2. Such dir eine Männergruppe
Das ist einer der wirksamsten und am meisten unterschätzten Schritte, die ein Mann gehen kann.
Eine Männergruppe ist kein Ort zum auskotzen. Es ist ein Raum, in dem Männer lernen, ehrlich zu sein – ohne Urteile, ohne Erwartungen. Ein Ort, wo du dich nicht erklären musst, warum du traurig, wütend oder verloren bist. Ein Ort, wo du Männer findest, die dasselbe kennen. Immer wieder erlebt!
Viele Männer erzählen mir immer wieder das gleiche, wenn sie meine ROOTED Brotherhood erfahren: plötzlich sind sie nicht mehr allein mit dem, was sie tragen. Und das verändert auch die Ehe – weil du mit mehr Klarheit, weniger Druck und mehr innerer Stärke und Klarheit zurückkommst.
3. Investiere in dich selbst
Einsamkeit in der Ehe hat oft damit zu tun, dass man sich selbst verloren hat.
Man lebt für die Arbeit, für die Familie – aber nicht mehr für sich. Man ist gar nicht richtig "bei sich" und kann daher auch die eigenen Bedürfnisse nicht richtig kommunizieren.
Was hat dich früher lebendig gemacht?
Musik, Sport, Natur, Kochen, Freundschaften? Fang an, das wieder klar zu priorisieren.
Ein Mann, der mit sich selbst in Kontakt ist, ist klarer mit sich und seiner Umwelt.
Du musst das nicht alleine tragen
Einsamkeit in der Ehe kommt wohl häufig vor. Ohne dass wir es so benennen.
Ich sehe das als Signal, tiefer zu schauen, Veränderung anzustreben und zu wachsen.Wenn man damit arbeitet, kann Großes passieren: mehr Klarheit, mehr Nähe, mehr Intimität.
Männer, die ihre Einsamkeit anerkennen und sich Unterstützung suchen – durch ehrliche Gespräche, durch Gemeinschaft, durch Selbstreflexion – erzählen immer wieder, wieviel besser ihre Beziehung geworden ist. Denn sie ist verbundener.
Wirllst Du so weiter machen, wie seit Wochen, Monaten, Jahren?
Oder ganz bewusst aus dem Rad aussteigen und wachsen?
Dann schau dir ROOTED Brotherhood an. Sprich mit einem Freund. Ruf einen Coach an.
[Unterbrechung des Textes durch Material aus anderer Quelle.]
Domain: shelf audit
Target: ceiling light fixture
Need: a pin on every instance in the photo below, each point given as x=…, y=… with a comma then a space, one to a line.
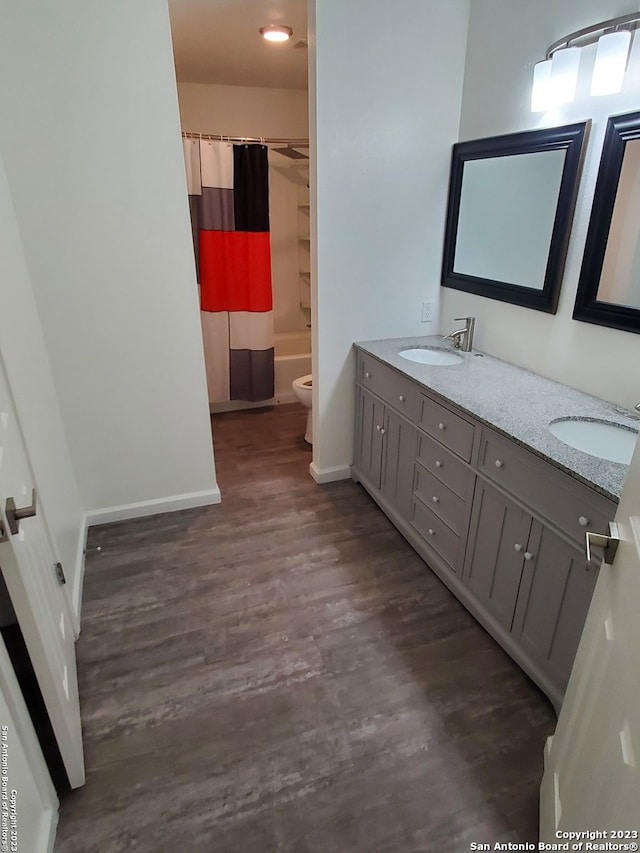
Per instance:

Oder fang einfach damit an, deiner Frau heute Abend ehrlich zu sagen, wie es dir wirklich geht. DAS kann schon richtig viel verändern.
Der erste Schritt ist der mutigste.
Dieser Artikel richtet sich an verheiratete Männer, die das Gefühl kennen, in ihrer Partnerschaft unsichtbar zu sein – und die bereit sind, etwas zu verändern.